Still on hold, twenty minutes later, I stepped inside, hearing my land line ring. Mind you, I don’t even know the phone number. It was Carol, my Dad’s wife, calling to speak to the kids, wanting to know how her grandchildren liked their first day of school. After telling her the story, confirming with her that Abigail did absolutely have a tag attached to her backpack, listing her address, bus number, home phone and a list of FIVE emergency phone numbers, I warned her, “Don’t talk to Phil, he’ll only feel helpless and freak out.” Which is exactly how I felt, sure, but I knew what was in my actual control. I went back outside, still on hold with the school.
An empty bus showed up at my door. Not Abigail’s bus, but another one, with the driver explaining that they’d put her on the wrong bus. I can only assume he read the tag on her backpack, or that he asked her her address (we’ve been having the kids memorize it, even though it’s so new). When he opened the door to let her out, there were no tears from either of us.

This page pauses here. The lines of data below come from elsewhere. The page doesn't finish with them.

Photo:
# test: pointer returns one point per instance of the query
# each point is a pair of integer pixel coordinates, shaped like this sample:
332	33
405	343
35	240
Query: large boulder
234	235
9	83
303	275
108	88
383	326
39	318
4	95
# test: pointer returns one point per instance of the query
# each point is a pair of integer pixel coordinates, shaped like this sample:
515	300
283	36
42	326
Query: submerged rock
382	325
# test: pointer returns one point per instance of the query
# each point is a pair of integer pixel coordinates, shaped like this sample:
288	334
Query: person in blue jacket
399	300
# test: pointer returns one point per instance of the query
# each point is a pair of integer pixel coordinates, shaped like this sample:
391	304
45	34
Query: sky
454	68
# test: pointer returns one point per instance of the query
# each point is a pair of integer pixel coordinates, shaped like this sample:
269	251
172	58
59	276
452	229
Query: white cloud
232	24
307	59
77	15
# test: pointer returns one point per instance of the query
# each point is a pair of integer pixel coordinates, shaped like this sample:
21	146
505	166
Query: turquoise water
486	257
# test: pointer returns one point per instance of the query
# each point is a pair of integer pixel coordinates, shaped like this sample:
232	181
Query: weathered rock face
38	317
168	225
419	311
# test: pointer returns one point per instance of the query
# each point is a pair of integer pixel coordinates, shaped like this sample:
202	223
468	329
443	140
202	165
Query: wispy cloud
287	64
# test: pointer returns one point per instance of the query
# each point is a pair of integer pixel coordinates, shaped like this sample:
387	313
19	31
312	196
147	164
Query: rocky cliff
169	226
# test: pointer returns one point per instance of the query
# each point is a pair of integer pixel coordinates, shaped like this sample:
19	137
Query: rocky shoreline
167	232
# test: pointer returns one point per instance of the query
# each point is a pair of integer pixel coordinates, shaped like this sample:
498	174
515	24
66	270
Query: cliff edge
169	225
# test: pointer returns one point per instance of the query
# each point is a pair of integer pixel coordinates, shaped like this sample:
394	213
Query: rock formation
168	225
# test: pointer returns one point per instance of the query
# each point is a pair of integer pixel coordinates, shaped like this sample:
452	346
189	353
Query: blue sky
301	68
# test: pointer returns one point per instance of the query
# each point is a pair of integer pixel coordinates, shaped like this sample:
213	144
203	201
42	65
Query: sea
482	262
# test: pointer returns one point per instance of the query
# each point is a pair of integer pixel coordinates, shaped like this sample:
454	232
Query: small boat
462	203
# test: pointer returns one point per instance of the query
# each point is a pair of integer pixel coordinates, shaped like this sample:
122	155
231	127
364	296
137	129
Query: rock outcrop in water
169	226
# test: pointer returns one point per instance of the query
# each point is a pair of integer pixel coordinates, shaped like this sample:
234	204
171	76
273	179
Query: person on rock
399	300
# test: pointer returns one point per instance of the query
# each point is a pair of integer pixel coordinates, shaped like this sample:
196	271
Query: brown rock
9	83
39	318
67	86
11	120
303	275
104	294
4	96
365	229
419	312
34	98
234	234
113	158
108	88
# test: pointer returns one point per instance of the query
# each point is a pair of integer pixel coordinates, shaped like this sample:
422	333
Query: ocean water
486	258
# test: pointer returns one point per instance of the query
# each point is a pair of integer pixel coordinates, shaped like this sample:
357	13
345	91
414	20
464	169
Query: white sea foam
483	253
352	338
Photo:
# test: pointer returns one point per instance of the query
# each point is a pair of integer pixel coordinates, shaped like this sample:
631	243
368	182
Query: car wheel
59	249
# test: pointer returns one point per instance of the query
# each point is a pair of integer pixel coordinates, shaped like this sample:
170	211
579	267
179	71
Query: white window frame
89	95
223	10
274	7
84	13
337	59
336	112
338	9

I didn’t cling onto her with dear life, didn’t frisk her body for wounds or pet her hair and hold her close. I slapped her five and asked her how her first day of kindergarten was. To which she responded with a huge smile, saying, “It was great.”
When the school’s secretary returned to the line, panic still in her voice, I assured her that Abigail was now home safe, which she then repeated to whomever was within earshot. The hunt was called off. The principal phoned me moments later, apologizing profusely. He said the words, and he was heartfelt, of course. But I assured him that it was okay, that all that mattered was that she was safe and that it didn’t happen again, to her or to any other child. He corrected me, that it was appalling, unacceptable, that it would most definitely not happen again. And that was enough for me. Of course when I did tell Phil, once he was home, at the dinner table, he was outraged. On the phone again with the sweet principal. And then, he too, was finally over it. Mostly. When he saw this video I took, he got all riled up again. We’re just built differently. Yin, yang.